Randi escribía a toda velocidad en el cuaderno que tenía frente a ella.
—¿Cuánto tiempo llevan desaparecidas las niñas?
—Sólo desde ayer —respondió Cato Isaksen.
—A lo mejor sólo han hecho pellas un día para llamar la atención. Esperemos de verdad que sea eso.
—Gracias —dijo Cato Isaksen de repente, y le apretó la mano un instante.
—¿Por qué? —Randi Johansen le sonrió sorprendida. Era un gesto inesperado en su jefe.
—Por todo. Por decir las cosas apropiadas. Por no estar todo el rato quejándote —añadió girándose hacia ella con una sonrisa.
—Marian —dijo ella y le miró cálidamente a los ojos—. Estás pensando en ella.
—Sí.
—Pero si ella en realidad es increíblemente maja y agradable. Y eficaz…
—Vale, vale, vale. Pero no todo el mundo puede portarse como ella. Me alegro de que no te dediques a mostrarnos tu interior todo el rato.
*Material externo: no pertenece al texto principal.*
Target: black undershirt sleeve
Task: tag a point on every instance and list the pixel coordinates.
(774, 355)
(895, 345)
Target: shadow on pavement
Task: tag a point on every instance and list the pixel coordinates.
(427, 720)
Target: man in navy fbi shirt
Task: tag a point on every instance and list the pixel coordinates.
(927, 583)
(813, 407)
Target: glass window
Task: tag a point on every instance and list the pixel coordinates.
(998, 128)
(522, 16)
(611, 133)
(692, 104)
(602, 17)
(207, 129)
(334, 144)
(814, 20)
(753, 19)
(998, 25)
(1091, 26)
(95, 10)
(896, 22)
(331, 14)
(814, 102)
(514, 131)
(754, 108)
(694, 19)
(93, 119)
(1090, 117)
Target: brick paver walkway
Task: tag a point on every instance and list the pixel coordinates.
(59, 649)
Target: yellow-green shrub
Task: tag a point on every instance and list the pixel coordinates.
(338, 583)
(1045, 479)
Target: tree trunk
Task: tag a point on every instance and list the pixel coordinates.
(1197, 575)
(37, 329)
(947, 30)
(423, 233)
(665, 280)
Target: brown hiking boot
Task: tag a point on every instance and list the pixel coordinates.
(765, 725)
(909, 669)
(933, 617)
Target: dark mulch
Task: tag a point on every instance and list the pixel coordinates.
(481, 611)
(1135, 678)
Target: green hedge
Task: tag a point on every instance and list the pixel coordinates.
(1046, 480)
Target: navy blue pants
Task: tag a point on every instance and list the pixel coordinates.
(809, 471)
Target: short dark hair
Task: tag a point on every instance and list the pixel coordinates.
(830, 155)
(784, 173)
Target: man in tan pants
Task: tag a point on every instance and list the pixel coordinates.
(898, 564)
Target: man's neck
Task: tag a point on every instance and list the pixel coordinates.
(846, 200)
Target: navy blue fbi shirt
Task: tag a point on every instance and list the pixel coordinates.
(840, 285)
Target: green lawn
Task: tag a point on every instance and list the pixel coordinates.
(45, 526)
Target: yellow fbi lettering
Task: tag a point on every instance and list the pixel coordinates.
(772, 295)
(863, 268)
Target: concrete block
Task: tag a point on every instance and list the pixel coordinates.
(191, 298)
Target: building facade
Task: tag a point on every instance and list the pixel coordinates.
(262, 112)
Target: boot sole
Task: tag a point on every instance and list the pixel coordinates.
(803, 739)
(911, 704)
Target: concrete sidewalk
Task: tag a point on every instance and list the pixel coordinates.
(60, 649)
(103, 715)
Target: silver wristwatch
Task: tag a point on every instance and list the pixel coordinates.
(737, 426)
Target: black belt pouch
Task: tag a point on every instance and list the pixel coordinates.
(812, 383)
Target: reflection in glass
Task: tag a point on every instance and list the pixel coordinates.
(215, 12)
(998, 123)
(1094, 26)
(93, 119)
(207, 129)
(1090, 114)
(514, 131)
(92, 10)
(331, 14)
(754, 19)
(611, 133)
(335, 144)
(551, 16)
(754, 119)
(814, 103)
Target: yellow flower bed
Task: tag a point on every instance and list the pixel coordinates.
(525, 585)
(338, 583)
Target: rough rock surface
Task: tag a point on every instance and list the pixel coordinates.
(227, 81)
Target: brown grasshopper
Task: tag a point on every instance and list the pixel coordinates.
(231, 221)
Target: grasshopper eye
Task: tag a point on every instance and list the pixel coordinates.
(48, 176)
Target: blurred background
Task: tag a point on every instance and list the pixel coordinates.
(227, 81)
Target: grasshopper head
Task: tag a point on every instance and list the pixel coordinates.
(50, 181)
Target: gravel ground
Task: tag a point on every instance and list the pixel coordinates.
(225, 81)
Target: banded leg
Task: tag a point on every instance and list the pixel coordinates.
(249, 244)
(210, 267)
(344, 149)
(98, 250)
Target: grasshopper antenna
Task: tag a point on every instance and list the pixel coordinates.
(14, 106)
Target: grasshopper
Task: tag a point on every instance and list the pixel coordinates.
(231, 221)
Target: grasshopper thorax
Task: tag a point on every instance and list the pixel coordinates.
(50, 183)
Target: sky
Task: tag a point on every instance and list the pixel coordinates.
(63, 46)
—No todo el mundo lo hace, ¿sabes?
—Exactamente, eso es lo que intentaba decir. Diez minutos, Randi. ¿Me despiertas? Mi cabeza zumba y zumba. No puedo pensar. Pero si ya son las cinco.
Cato Isaksen se tumbó en el sofá de la recepción. Las ventanas estaban abiertas. Oía los ruidos nocturnos de la ciudad entrar junto con el aire fresco. Cerró los ojos. Veía a su familia ante él. No había devuelto la llamada a Bente. Ella entendería que era una crisis. No les iba mal, a pesar de todo. Tenía una buena vida o, mejor dicho, podría tener una buena vida con sólo quererla. Que tuvieran o no vacaciones de verano dependía de lo que ocurriera ahora. De si encontraban o no a las dos niñas. Casi se quedó dormido, pero despertó de pronto. Veía frente a él la imagen del jardín asilvestrado. El seto de espino junto al garaje, denso y colonizado por la hiedra. Había ignorado a Marian cuando presentaba sus análisis y sus pensamientos, y ella había acertado todo el tiempo. Y ahora podía ocurrir que su perra muriera. La repentina sensación de dolor le asustó. Las imágenes se sucedían en su cabeza. Los ojos marrones del perro con las manchas brillantes de luz que entraba por la ventana. El jardín apareció otra vez. La hierba, la enredadera trenzada. Las ortigas. La sangre en el bate. La mirada de Birka, el sonido de sus desgarradores quejidos. Y el llanto de Marian.